MOSCOW, July 11. /ITAR-TASS/. Russia urged the United States to stop its inhumane attitude to Russian citizen Konstantin Yaroshenko convicted for drug trafficking in the USA and make a medical examination on him involving Russian specialists.

“We appeal insistently to Washington to stop inhumane attitude to Konstantin Yaroshenko who suffers from several diseases and give qualified medical aid to him,” Russian Foreign Ministry’s Commissioner for Human Rights, Democracy and Supremacy of Law Konstantin Dolgov said on Friday, noting that “We do not give up our demand to give an opportunity to make a medical examination on him involving Russian specialists.”

The Yaroshenko affair is the first abduction of Russian citizens by US security services. It occurred on May 28, 2010 in Liberia, where agents of the US Federal Drug Agency had detained and brought secretly to the United States a pilot accused of drug trafficking. US court sentenced him to 20 years in prison. Russian Embassy in Washington stated in a diplomatic note to the US State Department that the 1963 Vienna Convention on Consular Relations and the 1999 bilateral consular agreement had been violated. Then the Russian Justice Ministry has sent an extradition request for Yaroshenko to the United States on the basis of the 1983 Convention on the Transfer of Sentenced People, but this request was denied.


Meanwhile, now the US State Department seeks to present detention of Ukrainian pilot Nadezhda Savchenko in Russia “as a blatant violation of international standards and human rights.”

The second abduction case by American security services similar to that with Konstantin Yaroshenko took place on July 5, when Russian citizen Roman Seleznyov was detained at an airport in the capital of the Republic of Maldives, an island nation in the Indian Ocean-Arabian Sea area and was brought to the island of Guam, a US territory in the Pacific, on hacking charge.

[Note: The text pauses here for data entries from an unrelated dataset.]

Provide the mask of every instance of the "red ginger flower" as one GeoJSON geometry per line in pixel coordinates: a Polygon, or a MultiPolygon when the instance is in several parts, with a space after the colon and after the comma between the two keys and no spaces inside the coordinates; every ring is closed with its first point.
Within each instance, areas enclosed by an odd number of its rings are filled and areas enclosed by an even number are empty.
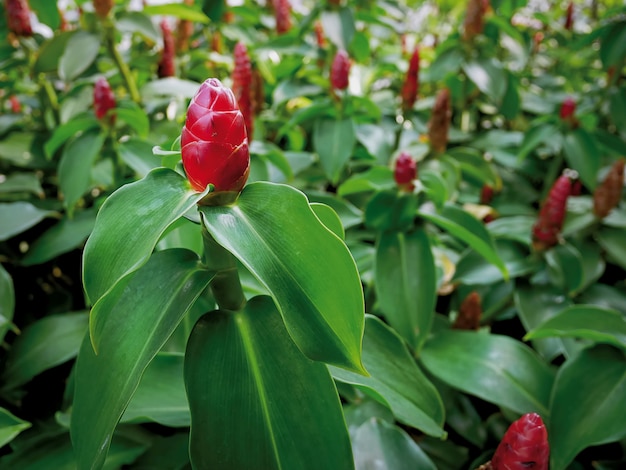
{"type": "Polygon", "coordinates": [[[593,213],[603,219],[619,204],[624,188],[624,159],[617,160],[593,192],[593,213]]]}
{"type": "Polygon", "coordinates": [[[330,67],[330,84],[334,90],[345,90],[350,83],[350,57],[343,49],[337,51],[330,67]]]}
{"type": "Polygon", "coordinates": [[[246,122],[248,140],[252,140],[254,116],[252,110],[252,65],[248,49],[242,42],[235,45],[235,68],[233,70],[233,94],[246,122]]]}
{"type": "Polygon", "coordinates": [[[32,36],[30,8],[27,0],[6,0],[9,31],[16,36],[32,36]]]}
{"type": "Polygon", "coordinates": [[[104,77],[96,80],[93,89],[93,106],[98,119],[102,121],[108,116],[109,124],[115,122],[115,114],[109,114],[109,111],[115,108],[115,95],[104,77]]]}
{"type": "Polygon", "coordinates": [[[219,192],[239,193],[246,184],[250,172],[246,124],[235,95],[218,79],[205,80],[191,100],[180,145],[193,189],[214,186],[207,198],[219,192]]]}
{"type": "Polygon", "coordinates": [[[402,152],[396,159],[396,165],[393,170],[393,178],[398,187],[404,191],[411,192],[415,189],[413,180],[417,177],[417,164],[411,156],[402,152]]]}
{"type": "Polygon", "coordinates": [[[284,34],[291,29],[291,4],[289,0],[274,0],[276,32],[284,34]]]}
{"type": "Polygon", "coordinates": [[[176,69],[174,67],[176,49],[174,46],[172,28],[165,18],[161,20],[161,32],[163,33],[163,51],[161,52],[157,75],[159,78],[173,77],[176,75],[176,69]]]}
{"type": "Polygon", "coordinates": [[[420,55],[416,47],[409,61],[409,70],[406,72],[404,84],[402,85],[402,108],[411,109],[417,100],[419,89],[420,55]]]}
{"type": "Polygon", "coordinates": [[[550,446],[541,416],[527,413],[515,421],[500,441],[493,458],[493,470],[548,470],[550,446]]]}
{"type": "Polygon", "coordinates": [[[448,131],[450,129],[450,90],[444,88],[437,94],[433,113],[428,122],[430,147],[437,153],[443,153],[448,147],[448,131]]]}
{"type": "Polygon", "coordinates": [[[536,250],[543,251],[558,243],[571,192],[572,181],[568,174],[561,175],[552,185],[533,225],[533,247],[536,250]]]}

Other four Russian citizens suspected of violations of US legislation were extradited to the US, namely Viktor Bout who was convicted for weapons smuggling was extradited from Thailand; Dmitry Smilyanets suspected of cyber crimes but acquitted in court was extradited from the Netherlands; Dmitry Ustinov on accusation of smuggling military outfits - from Lithuania and Maxim Chukharev suspected of unlicensed money transfers was extradited from Costa Rica.